Da quel giorno la sua vita da internata cambia. Non è più Malika ma Miriam. Fuori dai campi di concentramento gli ebrei occupavano l’ultimo posto ma dentro esso era preso dagli “zingari”, odiati e detestati da tutti “Ti dirò – racconta Miriam a sua nipote Camilla – I tedeschi erano abominevoli con quelli che avevano il triangolo giallo, disgustosamente abominevoli, ma le prigioniere, comprese le kapò erano peggio nei confronti degli “zingari”, e in fondo era soprattutto con gli altri prigionieri che si aveva a che fare. Così continuai a essere Miriam”.
Dopo la prigionia, la liberazione e il lungo viaggio in Svezia, Miriam si sposa, diventando madre e nonna. Fingendo e continuando sempre a fingere, come la vita nel lager le aveva insegnato a fare. Perché per una rom che teme di essere scoperta tale, non esiste possibilità di fidarsi di qualcuno e l’unica strada è quella di soffocare i ricordi, i desideri, le gioie e i dolori.
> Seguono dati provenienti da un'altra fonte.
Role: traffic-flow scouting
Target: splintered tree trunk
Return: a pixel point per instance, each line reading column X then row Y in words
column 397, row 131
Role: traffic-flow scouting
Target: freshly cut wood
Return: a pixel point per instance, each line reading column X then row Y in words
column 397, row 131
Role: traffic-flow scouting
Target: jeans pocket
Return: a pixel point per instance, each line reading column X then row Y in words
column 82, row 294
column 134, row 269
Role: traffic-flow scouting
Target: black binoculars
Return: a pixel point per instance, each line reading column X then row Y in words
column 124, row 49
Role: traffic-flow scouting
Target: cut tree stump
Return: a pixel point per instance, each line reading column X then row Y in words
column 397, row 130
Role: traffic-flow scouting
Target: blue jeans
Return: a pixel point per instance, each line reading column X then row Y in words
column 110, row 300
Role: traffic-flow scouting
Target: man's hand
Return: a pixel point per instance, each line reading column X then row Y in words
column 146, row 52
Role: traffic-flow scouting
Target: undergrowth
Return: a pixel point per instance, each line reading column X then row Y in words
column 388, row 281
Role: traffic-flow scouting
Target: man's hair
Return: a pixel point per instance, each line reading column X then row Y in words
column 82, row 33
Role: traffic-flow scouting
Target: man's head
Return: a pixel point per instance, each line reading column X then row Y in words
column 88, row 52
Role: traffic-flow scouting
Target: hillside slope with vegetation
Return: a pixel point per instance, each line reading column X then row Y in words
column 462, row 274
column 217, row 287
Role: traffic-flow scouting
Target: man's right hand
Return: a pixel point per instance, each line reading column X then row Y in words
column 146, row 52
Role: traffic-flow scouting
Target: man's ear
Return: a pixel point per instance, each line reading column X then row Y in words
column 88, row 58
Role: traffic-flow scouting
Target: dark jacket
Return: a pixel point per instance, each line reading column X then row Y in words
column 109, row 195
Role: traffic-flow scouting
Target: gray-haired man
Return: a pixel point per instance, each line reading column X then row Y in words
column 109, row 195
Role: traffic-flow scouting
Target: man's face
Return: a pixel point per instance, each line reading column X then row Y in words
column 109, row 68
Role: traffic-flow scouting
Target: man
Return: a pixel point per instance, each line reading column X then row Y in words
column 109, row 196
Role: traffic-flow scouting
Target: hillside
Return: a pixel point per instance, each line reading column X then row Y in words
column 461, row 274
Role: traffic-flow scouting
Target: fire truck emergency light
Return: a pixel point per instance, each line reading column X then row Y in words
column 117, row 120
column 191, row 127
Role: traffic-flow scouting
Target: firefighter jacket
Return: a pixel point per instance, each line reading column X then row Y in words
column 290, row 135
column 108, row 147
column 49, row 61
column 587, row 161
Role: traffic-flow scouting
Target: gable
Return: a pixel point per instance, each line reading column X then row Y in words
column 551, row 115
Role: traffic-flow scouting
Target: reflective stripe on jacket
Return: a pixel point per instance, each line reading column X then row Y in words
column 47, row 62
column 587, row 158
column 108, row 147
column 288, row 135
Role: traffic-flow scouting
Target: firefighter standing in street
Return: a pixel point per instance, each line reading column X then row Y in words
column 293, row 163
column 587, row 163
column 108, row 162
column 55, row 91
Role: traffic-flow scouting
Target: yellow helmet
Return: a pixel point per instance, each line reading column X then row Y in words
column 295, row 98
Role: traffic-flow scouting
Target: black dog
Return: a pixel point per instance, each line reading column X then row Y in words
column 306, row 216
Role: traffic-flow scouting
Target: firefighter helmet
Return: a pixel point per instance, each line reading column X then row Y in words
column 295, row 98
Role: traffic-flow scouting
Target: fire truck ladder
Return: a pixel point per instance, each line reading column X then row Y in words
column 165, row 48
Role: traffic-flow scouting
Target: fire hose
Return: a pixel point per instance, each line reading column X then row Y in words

Non si può essere se stessi se si vuole sopravvivere.
La solitudine di Malika prende forma in un vestito nel quale deve entrare – quello di Miriam – in una maschera che, se vuole continuare a vivere deve fare propria. Ma arriva per tutti loro il giorno in cui la coltre che copre il segreto si squarcia improvvisamente in maniera devastante e incontrollata. E’ il giorno in cui Miriam, distinta anziana, riceve un regalo dai suoi parenti: un bracciale di fattura rom.
La Giornata della Memoria non rappresenta solo il doveroso esercizio di sfogliare una pagina di storia. Essa ci introduce nel dramma di quanti, vittime dell’odio passato – ma anche contemporaneo – vestono maschere e vivono identità diverse come strategie di sopravvivenza, nell’attesa di spazi di accoglienza nei quali svelarsi. Anziani rom e sinti abitano la povertà e l’esclusione delle nostre periferie vivendo, come Miriam, questa attesa.